The judgment was further strengthened by the concurring observations of Justice Manzoor Ahmad Malik, who emphasized the institutional cost of judicial failure. When courts lend themselves to political ends, the damage extends far beyond individual cases, it corrodes public trust and weakens the rule of law itself. Crucially, he distinguished between the finality of judgments and their correctness, clarifying that while finality may serve legal stability, it cannot confer moral or constitutional legitimacy.
This distinction allowed the Court to acknowledge historic injustice without unsettling the present legal order. It affirmed that constitutional courts bear not only the duty to decide cases, but also the responsibility to speak when past decisions have undermined fundamental rights. The concurrence of the remaining judges transformed the ruling into a collective act of institutional introspection.

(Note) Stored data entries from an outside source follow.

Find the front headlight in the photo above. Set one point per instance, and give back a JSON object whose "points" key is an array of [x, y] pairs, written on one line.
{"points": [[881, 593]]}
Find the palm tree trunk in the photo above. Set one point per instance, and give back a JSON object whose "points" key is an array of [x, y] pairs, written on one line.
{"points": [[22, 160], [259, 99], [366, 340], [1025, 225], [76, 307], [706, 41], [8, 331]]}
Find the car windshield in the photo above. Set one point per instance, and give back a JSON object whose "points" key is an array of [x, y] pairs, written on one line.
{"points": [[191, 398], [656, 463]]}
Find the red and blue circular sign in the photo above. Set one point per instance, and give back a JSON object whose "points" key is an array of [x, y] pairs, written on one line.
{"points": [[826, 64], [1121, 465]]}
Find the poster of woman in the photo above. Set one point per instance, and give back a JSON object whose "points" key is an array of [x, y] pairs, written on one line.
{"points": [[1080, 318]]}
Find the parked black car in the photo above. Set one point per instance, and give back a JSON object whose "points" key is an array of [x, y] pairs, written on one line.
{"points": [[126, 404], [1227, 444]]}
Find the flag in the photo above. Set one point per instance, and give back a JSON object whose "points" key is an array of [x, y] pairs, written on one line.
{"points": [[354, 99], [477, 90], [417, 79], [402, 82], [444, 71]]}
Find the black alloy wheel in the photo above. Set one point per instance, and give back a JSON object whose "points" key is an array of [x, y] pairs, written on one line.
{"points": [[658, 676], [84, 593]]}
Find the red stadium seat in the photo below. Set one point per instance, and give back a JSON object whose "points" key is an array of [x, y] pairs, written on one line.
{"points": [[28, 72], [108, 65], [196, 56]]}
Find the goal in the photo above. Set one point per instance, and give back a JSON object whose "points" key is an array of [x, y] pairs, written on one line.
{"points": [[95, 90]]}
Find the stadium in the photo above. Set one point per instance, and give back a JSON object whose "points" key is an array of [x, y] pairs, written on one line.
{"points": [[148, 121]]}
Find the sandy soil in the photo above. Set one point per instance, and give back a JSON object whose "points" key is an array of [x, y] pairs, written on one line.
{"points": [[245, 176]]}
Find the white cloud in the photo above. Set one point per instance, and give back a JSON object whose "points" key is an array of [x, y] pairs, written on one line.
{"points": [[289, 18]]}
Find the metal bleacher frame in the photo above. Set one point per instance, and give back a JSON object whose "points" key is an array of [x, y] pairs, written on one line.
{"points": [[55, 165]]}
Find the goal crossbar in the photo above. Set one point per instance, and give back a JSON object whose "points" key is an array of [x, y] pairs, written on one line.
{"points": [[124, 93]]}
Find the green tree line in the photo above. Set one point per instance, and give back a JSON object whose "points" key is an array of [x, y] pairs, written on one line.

The correction of history in the Bhutto case could not restore a life unjustly taken, nor erase decades of institutional damage. But it achieved something indispensable: it restored constitutional conscience. It affirmed that even delayed justice has meaning, and that acknowledging past wrongs strengthens, rather than weakens, the legitimacy of judicial institutions.
This judgment remains operative, and the principles it articulates remain urgent. The questions it raises, about judicial independence, executive overreach, and constitutional courage,are not confined to the past. They continue to define the present. Courts derive legitimacy not from power or precedent alone, but from an unwavering commitment to justice.
History has now written two chapters in the Bhutto case. One belongs to those who surrendered the Constitution to expediency, allowing fear and bias to eclipse justice. The other belongs to those who, decades later, had the courage to name injustice for what it was.
In the final accounting, that distinction will endure. By correcting the judicial record of one of Pakistan’s darkest constitutional moments, Chief Justice Qazi Faez Isa demonstrated that courts may err, but they are not condemned to remain silent. When they find the courage to confront their own past, they do more than correct history, they restore the moral foundation on which justice itself depends.
If history remembers Shaheed Bhutto as a great leader unjustly hanged, it will remember Justice Faez Isa as the judge who removed a dark stain from Pakistan’s higher judiciary, ensured that history spoke the truth, and ended the fiction that injustice could be mistaken for law.